I was equally skeptical of Prime Minister Netanyahu’s recent speech at the U.N. in which he waved memos on the Final Solution to prove that the Holocaust happened. He has been using the Holocaust rhetoric for years, and I believe that his apparent belief and aggressive marketing of the notion that Israel’s enemies are Hitlers extinguishes any possibility of rationally weighing the pros and cons of military action vs. diplomacy.

Closer to home, when my son reaches 11th grade, his class will probably go on a trip to Poland. According to Ha’aretz newspaper, Some 25,000 Israeli high school students participate annually in school delegations to Poland, where they visit the sites of former concentration camps and Jewish ghettos.

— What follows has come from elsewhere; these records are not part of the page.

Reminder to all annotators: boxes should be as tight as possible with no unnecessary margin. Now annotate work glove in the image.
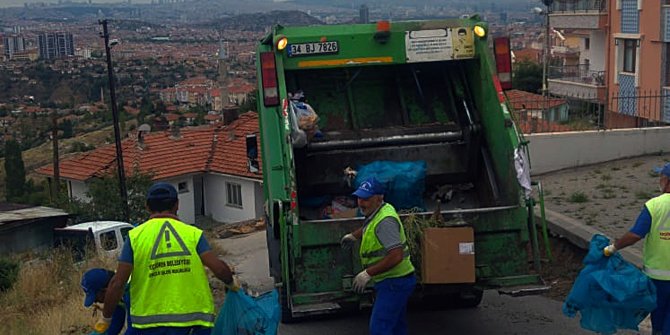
[352,270,372,293]
[603,244,616,257]
[340,233,357,250]
[225,275,241,292]
[93,316,112,333]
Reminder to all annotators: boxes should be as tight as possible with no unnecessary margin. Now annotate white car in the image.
[54,221,134,258]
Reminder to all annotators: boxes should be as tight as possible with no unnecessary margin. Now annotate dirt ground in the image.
[538,152,670,254]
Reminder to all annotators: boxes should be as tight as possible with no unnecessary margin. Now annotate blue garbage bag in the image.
[213,289,280,335]
[355,161,427,210]
[563,234,656,335]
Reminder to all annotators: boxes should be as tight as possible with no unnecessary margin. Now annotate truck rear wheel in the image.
[423,288,483,309]
[454,288,483,308]
[280,287,295,323]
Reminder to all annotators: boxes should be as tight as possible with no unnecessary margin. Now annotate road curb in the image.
[539,208,643,268]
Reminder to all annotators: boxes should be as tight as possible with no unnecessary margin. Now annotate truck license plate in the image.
[287,41,339,57]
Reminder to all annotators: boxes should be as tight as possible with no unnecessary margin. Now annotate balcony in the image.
[549,0,608,30]
[548,64,606,101]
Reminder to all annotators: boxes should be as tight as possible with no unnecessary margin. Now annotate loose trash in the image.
[562,234,656,335]
[355,160,427,210]
[213,289,280,335]
[289,91,321,145]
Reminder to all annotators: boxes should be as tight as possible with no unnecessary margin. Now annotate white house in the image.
[37,112,263,225]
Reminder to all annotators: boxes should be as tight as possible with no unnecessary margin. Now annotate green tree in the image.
[4,140,26,202]
[512,61,543,93]
[60,119,74,139]
[238,91,258,113]
[65,169,154,224]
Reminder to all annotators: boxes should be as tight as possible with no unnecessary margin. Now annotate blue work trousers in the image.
[652,279,670,335]
[370,274,416,335]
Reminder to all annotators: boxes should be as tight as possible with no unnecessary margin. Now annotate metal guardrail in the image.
[549,64,605,86]
[507,90,670,134]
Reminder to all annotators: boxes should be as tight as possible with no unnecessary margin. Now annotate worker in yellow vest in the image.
[604,163,670,335]
[95,182,238,335]
[340,177,416,335]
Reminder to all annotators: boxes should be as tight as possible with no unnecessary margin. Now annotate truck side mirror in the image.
[246,134,259,173]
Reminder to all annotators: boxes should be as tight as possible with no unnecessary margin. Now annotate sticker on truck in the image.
[405,27,474,63]
[287,41,339,57]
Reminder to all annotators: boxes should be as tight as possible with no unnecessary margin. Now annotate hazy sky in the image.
[0,0,152,7]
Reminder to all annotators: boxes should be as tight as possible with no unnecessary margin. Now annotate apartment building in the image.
[608,0,668,123]
[3,35,26,59]
[38,32,75,60]
[548,0,608,103]
[548,0,670,126]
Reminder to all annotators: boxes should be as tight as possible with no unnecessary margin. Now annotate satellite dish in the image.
[138,124,151,132]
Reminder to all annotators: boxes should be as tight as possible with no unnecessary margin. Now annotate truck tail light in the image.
[493,37,512,90]
[290,190,297,210]
[260,52,279,106]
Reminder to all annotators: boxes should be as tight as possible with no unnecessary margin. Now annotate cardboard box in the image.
[421,227,475,284]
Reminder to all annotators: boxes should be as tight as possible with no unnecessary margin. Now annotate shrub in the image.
[0,258,19,292]
[568,191,589,203]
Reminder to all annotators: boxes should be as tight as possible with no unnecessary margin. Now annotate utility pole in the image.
[51,110,60,202]
[99,19,129,222]
[541,0,553,98]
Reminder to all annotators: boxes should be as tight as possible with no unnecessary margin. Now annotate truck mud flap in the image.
[492,275,550,297]
[292,302,341,318]
[498,284,551,297]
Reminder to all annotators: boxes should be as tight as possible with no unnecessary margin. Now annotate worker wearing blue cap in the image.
[94,182,239,335]
[340,177,416,335]
[81,268,134,335]
[604,162,670,335]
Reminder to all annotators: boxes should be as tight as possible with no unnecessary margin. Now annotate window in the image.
[100,231,118,251]
[665,43,670,86]
[584,38,590,50]
[623,39,637,73]
[178,181,189,193]
[226,182,243,208]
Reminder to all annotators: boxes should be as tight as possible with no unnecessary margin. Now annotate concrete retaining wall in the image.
[527,127,670,175]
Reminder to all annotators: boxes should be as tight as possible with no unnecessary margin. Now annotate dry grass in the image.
[0,249,116,335]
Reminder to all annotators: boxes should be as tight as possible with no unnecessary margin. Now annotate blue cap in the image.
[146,182,178,201]
[352,177,385,199]
[654,163,670,177]
[81,268,112,307]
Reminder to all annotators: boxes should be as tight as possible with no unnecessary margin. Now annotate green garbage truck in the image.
[254,16,545,322]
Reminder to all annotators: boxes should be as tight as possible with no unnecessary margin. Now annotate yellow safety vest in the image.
[128,217,214,328]
[359,203,415,282]
[643,193,670,280]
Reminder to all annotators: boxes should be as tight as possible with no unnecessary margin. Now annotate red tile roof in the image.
[505,89,567,110]
[209,112,262,179]
[505,90,572,133]
[204,114,221,121]
[165,113,181,122]
[36,112,262,181]
[513,48,541,63]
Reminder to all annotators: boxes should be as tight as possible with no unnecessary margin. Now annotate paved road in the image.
[215,231,607,335]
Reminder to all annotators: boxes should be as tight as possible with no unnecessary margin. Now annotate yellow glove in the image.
[94,316,112,333]
[225,275,240,292]
[603,244,616,257]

This is supposed to be a capstone event for Israeli education, and indeed some schools spend a great deal of time preparing the students for it, but for many of the kids, it is their first trip abroad, and they behave as one would expect teenagers to behave when let loose en masse away from home for the first time—with drinking, gambling, and violence.

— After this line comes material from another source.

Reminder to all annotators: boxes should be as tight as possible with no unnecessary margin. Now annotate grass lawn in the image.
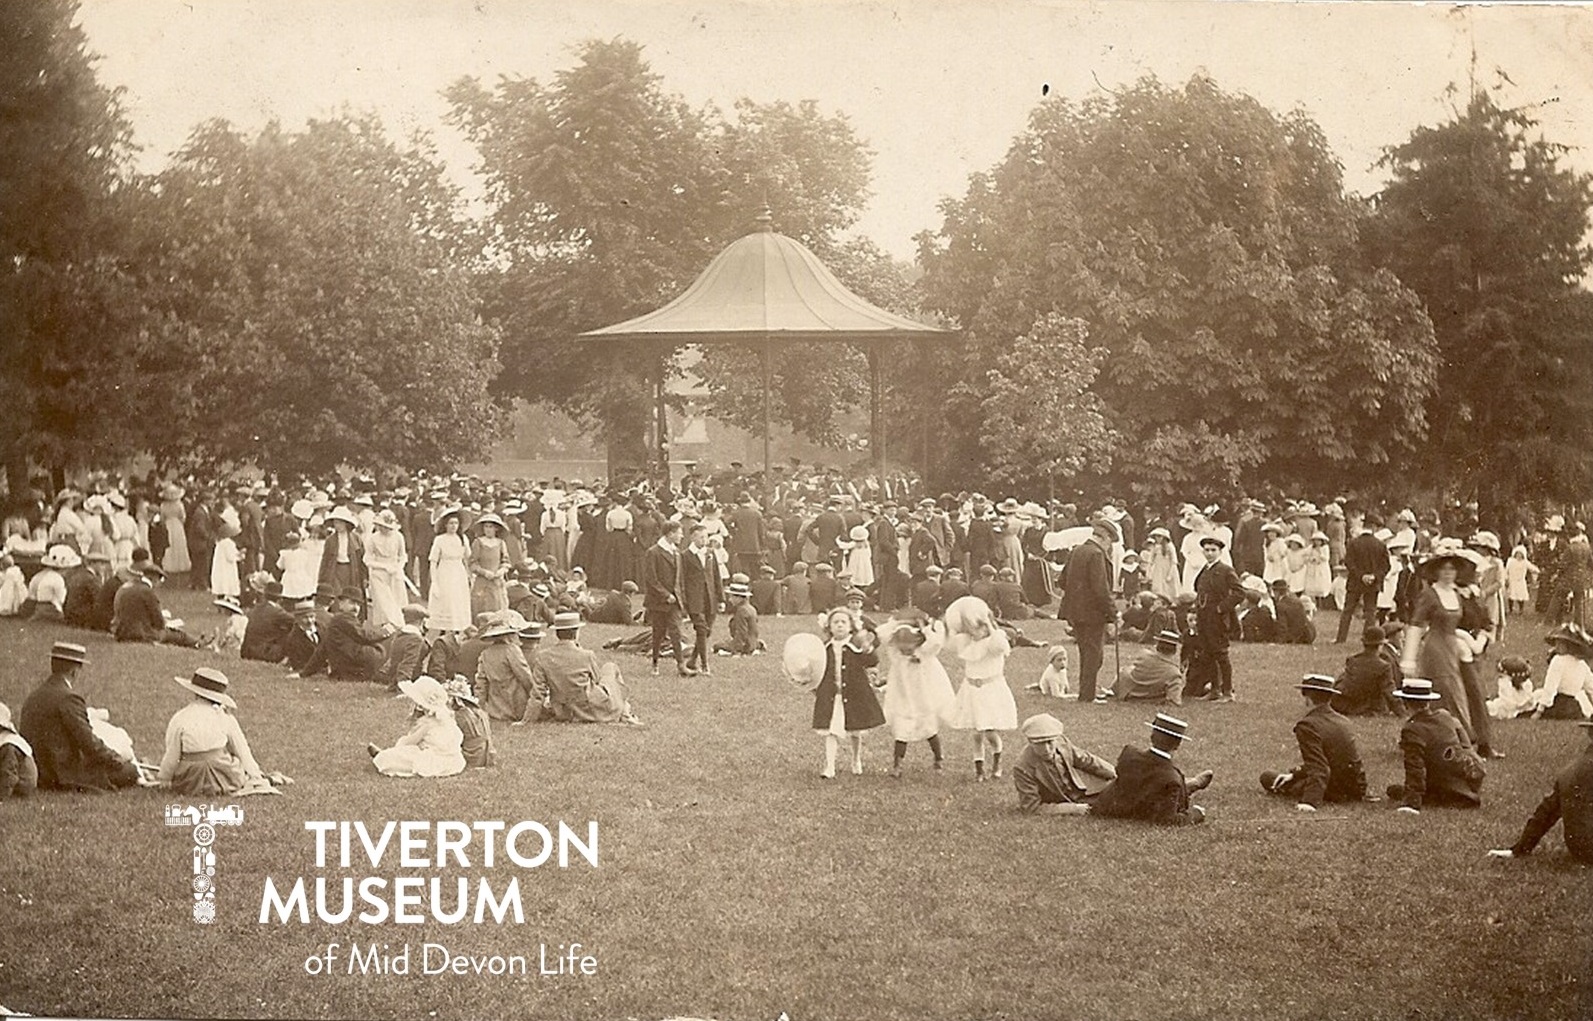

Furthermore, making the Poland trip the main event of the year reinforces the centrality of the Holocaust in Israeli identity, which as I said above, bothers me. A colleague told me her son is participating instead in something called Masa Yisraeli Mibereishit—roughly, Israeli Journey from the Beginning—in which students use a series of trips around Israel to examine their identities as individuals and as part of a group, a society, a people, and a state.

I don’t know yet what I’ll want my son to do, but I’ve got a while to think about it, since his first birthday is tomorrow (Happy birthday, sweet boy!)

Saturday, November 7, 2009

The Problem with Goldstone

I was all ready of be in favor of the Goldstone Report. I believe in transparency, and was pained by some of the accusations made against Israeli troops. I also believe Israel is too quick to dismiss the U.N and does itself a disservice by regularly crying discrimination.


Then I read the executive summary of the report. (It’s about 30 pages long; I have not yet tackled the full 575 pages.) I was appalled.

The first and most fundamental problem is the mandate of the investigation, which reads as follows: “to investigate all violations of international human rights law and international humanitarian law that might have been committed at any time in the context of the military operations that were conducted in Gaza during the period from 27 December 2008 and 18 January 2009, whether before, during or after.”

The highlighting is mine. This decision to allow the commission to investigate the context of the operations led to an overreach that cost the mission its credibility. In describing its methodology, the report says, among other things:

The Mission also analysed the historical context of the events that led to the military operations in Gaza between during the period from 27 December 2008 and 18 January 2009 and the links between these operations and overarching Israeli policies vis-à-vis the Occupied Palestinian Territory.
As a result, the commission reviewed
  • The closure, or blockade, of Gaza (omitting, however, Egypt's role in keeping one of the entrances to the territory closed);
  • Israel's detention of Palestinian prisoners, noting that 700,000 have been detained since the beginning of the occupation, but failing to note that this is a 32-year time span;
  • Israel's settlement policy, noting that "if all the plans are realized, the number of settlers in the occupied Palestinian territory will be doubled." I disagree with the settlement policy, but this statement is far beyond the scope of the humanitarian and human rights law questions of the Gaza operation, and its inclusion, not to mention the breathlessly threatening tone, is prejudicial to Israel.
I do believe that, as Israeli Welfare and Social Affairs Minister Isaac Herzog suggested, Israel should have cooperated with the Goldstone commission. Then it would have had a chance to fight the accusations on their substance as opposed to fighting a long battle over the process.